Kim ve ark. (2002), yaptıkları çalışmada, PS-blok-polbütadien-blok-PS (SBS)’nin UV-ışınlama ile çapraz bağlanmasını farklı miktarlarda fotobaşlatıcı benzofenon ve farklı miktarlarda çapraz bağlayıcı trimetilolpropan merkaptopropiyonat kullanarak araştırmışlardır. Çapraz bağlanmanın derecesi jel fraksiyonu ve camsı geçiş sıcaklığına göre incelenmiştir. Görülmüştür ki, 3 dakikalık UV-ışınlama sonrasında %45 oranında çapraz bağlanma gerçekleşmiştir.

Mahy ve ark. (2006), yaptıkları çalışmada yeni bir ışığa duyarlı polimer üretmek amacıyla etil-α-siyano-4-(metakriloksi) sinnamat bileşiğini sentezlemişlerdir. Homopolimerizasyon ve kopolimerizasyon 65°C’de kloroform çözeltisinde gerçekleştirilmiştir. Metil metakrilat komonomer olarak seçilmiştir. Oluşan yapılar FT- IR ve 1H-NMR spektroskopileriyle incelenmiştir. Elde edilen polimerlerin UV-ışınlama etkisiyle çapraz bağlanabildiği tespit edilmiştir.

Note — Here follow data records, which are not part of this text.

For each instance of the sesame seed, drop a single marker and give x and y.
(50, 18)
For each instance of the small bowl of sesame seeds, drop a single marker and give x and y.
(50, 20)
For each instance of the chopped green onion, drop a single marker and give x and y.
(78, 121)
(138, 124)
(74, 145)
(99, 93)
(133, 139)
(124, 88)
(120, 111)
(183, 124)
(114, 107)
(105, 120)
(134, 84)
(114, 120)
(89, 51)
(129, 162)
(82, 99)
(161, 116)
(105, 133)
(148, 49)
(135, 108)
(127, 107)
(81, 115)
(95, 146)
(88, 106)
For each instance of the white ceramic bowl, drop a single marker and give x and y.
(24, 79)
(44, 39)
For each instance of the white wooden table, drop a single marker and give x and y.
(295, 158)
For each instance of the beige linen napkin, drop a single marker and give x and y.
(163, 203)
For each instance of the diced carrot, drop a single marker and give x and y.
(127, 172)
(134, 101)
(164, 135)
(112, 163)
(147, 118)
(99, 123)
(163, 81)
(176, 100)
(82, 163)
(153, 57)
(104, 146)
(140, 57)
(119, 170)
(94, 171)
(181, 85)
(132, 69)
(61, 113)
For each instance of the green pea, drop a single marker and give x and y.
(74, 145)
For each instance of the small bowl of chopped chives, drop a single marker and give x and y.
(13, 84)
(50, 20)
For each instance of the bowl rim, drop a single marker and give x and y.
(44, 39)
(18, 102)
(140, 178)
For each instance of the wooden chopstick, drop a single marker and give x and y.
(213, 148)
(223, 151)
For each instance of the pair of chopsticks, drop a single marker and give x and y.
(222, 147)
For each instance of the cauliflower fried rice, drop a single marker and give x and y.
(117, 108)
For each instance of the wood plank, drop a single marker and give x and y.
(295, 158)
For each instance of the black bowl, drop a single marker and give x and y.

Subramanian ve ark. (2000), yaptıkları çalışmada serbest radikal polimerleşebilen metakrilolil grup içeren ve ışıkla çapraz bağlanabilen fonksiyonel grup içeren bir monomer sentezlemiş ve polimerleştirmiştir. Elde edilen ürünün yapısı UV, IR, 1H-NMR ve 13C-NMR ile aydınlatılmıştır. Molekül kütlesi jel kromatografisi ile

bulunmuştur. Termal dayanımı TGA ile incelenmiştir. camsı geçiş sıcaklığı DSC ile tespit edilmiştir. Işıkla çapraz bağlanma özelliği belirlenmiştir.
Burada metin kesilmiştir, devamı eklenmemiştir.